Perhaps it was her contact with so many NPs, but DeLong found herself restless to pursue more education, and she enrolled in a post-master’s program at the School, where she earned her acute care nurse practitioner (ACNP) credential in 2008.

The additional credential – plus the 2012 departure of the service line director for the UCSF Heart and Vascular Center – wound up giving DeLong additional responsibilities. These include more NPs reporting to her from specialties that range from pulmonary hypertension to heart failure, electrophysiology, adult congenital heart disease and the catheter lab.

In addition, each year someone from her team precepts an acute care NP student from the School. “They see both the inpatient and outpatient side of things and get to work side by side with attending physicians,” says DeLong.

A Deep Understanding of the Value of Advanced Practice Nursing

All of this movement among various aspects of health care has only deepened her appreciation of the role that nurses and advanced practice nurses play in the system.
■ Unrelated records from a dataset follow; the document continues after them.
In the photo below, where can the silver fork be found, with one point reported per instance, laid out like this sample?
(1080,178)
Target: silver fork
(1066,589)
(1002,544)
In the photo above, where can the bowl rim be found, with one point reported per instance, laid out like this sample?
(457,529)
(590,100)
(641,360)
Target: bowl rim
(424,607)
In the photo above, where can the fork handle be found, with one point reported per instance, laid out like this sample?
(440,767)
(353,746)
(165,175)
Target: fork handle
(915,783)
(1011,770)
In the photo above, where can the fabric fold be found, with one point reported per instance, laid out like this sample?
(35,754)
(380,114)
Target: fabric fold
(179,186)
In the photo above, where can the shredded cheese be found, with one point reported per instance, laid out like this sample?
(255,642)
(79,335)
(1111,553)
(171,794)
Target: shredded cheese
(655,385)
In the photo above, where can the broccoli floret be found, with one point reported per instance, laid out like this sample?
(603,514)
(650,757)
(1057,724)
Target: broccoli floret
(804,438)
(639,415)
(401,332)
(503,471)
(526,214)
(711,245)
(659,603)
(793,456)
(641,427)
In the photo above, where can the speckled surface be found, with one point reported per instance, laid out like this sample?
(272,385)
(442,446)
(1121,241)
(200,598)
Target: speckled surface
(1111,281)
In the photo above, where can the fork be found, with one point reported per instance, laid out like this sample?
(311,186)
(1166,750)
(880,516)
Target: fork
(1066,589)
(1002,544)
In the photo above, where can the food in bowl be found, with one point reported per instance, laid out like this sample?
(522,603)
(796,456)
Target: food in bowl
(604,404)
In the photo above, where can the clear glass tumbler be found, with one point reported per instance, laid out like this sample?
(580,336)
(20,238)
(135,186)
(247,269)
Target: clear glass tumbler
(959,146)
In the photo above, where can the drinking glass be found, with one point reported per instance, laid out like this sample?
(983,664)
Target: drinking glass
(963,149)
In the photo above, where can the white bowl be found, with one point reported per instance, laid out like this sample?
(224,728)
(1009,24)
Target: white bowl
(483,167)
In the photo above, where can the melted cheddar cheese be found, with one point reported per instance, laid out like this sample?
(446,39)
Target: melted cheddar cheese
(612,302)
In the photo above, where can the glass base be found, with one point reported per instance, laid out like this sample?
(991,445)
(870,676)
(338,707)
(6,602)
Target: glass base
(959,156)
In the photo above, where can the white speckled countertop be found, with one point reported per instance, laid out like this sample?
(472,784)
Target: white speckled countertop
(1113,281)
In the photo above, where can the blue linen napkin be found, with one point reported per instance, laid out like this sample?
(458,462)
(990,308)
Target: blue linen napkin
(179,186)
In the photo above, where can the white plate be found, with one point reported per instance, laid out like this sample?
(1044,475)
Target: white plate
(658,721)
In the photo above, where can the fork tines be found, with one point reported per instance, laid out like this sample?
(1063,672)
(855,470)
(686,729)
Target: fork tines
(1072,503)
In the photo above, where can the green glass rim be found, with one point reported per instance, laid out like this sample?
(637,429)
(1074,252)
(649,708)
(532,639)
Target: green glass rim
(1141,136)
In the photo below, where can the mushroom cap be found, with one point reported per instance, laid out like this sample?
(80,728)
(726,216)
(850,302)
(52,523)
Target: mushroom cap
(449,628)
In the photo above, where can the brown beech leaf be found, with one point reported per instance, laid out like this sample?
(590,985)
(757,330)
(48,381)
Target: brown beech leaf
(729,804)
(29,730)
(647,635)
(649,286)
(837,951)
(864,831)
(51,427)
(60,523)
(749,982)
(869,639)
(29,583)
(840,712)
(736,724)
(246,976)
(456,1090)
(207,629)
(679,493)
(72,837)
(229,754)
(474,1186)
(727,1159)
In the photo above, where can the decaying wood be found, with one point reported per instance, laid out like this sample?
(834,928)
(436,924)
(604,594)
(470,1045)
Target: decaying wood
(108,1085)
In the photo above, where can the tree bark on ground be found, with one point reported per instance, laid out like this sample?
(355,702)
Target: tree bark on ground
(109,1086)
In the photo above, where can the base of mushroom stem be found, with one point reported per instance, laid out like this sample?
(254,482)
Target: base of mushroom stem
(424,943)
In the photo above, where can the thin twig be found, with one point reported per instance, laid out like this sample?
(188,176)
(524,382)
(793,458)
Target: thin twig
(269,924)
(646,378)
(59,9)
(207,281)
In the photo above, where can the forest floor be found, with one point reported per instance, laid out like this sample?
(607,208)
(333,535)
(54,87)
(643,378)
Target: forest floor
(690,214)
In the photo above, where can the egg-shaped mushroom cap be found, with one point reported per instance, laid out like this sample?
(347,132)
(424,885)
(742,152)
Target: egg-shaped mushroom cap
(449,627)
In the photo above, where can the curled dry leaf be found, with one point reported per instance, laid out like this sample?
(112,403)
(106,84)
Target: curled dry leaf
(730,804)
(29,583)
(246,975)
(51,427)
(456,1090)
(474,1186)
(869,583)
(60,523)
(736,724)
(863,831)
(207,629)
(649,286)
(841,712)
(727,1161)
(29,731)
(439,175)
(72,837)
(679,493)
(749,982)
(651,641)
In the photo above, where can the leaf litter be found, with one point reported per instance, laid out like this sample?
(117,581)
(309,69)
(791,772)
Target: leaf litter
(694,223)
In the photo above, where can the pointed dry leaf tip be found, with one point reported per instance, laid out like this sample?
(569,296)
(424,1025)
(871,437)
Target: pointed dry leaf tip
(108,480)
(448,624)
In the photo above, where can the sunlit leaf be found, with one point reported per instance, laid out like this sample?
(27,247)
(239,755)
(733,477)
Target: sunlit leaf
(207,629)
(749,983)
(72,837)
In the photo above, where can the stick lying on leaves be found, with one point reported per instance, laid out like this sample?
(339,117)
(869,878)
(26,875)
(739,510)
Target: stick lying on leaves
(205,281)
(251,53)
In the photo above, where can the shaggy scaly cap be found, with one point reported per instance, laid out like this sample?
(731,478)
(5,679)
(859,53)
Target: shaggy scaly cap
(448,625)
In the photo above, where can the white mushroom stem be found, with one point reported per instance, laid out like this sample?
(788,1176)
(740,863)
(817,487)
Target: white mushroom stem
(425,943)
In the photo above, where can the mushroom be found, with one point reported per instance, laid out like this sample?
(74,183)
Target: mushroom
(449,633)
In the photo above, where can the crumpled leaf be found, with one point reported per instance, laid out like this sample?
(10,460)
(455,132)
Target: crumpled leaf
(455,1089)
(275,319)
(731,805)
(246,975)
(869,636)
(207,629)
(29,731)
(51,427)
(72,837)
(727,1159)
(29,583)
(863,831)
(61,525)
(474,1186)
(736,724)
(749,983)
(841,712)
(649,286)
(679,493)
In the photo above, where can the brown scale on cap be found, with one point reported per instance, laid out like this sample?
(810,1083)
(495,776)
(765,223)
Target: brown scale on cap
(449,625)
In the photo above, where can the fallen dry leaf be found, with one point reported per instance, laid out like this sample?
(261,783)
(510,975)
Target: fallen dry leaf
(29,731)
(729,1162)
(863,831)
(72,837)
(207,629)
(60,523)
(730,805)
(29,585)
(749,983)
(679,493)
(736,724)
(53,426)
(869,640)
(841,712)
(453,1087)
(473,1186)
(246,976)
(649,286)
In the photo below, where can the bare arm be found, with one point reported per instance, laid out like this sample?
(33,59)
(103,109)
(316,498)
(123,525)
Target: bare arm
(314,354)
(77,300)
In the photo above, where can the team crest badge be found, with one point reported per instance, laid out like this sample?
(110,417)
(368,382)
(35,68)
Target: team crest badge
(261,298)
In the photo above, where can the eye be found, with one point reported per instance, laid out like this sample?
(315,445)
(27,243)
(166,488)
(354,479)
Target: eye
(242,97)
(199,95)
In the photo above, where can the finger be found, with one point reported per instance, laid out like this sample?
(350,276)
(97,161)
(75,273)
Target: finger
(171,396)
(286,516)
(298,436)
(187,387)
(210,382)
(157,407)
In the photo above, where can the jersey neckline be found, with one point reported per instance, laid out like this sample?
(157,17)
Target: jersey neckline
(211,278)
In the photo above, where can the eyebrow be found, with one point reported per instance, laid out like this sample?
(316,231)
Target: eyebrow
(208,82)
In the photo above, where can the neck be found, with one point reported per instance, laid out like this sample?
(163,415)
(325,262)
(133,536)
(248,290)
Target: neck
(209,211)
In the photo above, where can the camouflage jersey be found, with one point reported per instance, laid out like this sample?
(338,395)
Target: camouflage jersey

“Charlie Mead, who had a real appreciation for what nurses do, once told me: ‘Doctors are the nouns in health care – they name things – and nurses are the verbs; they are the action.’ With an NP, you’ve got both the noun and the verb; you’re really part of the whole continuum,” she says.

She sees that every day at UCSF’s Center for Limb Preservation, where a team of vascular surgeons, podiatrists and specially trained nurse practitioners jointly treat patients with conditions such as infections, nonhealing wounds and peripheral artery disease.

“We had an NP clinic today for all of vascular surgery,” DeLong says. One patient with a fistula was getting his sutures removed. Another with critical limb ischemia had to be seen because the incision from his amputation was bleeding.

“There are all these nuances and steps with this high-risk patient population that is very complex, medically and socially,” she says. “The NPs know these patients through the entire process: surgery through making a plan for next steps, coordinating with other specialties and helping facilitate care for patients who live too far away for frequent visits; the NPs see and manage the entire picture.”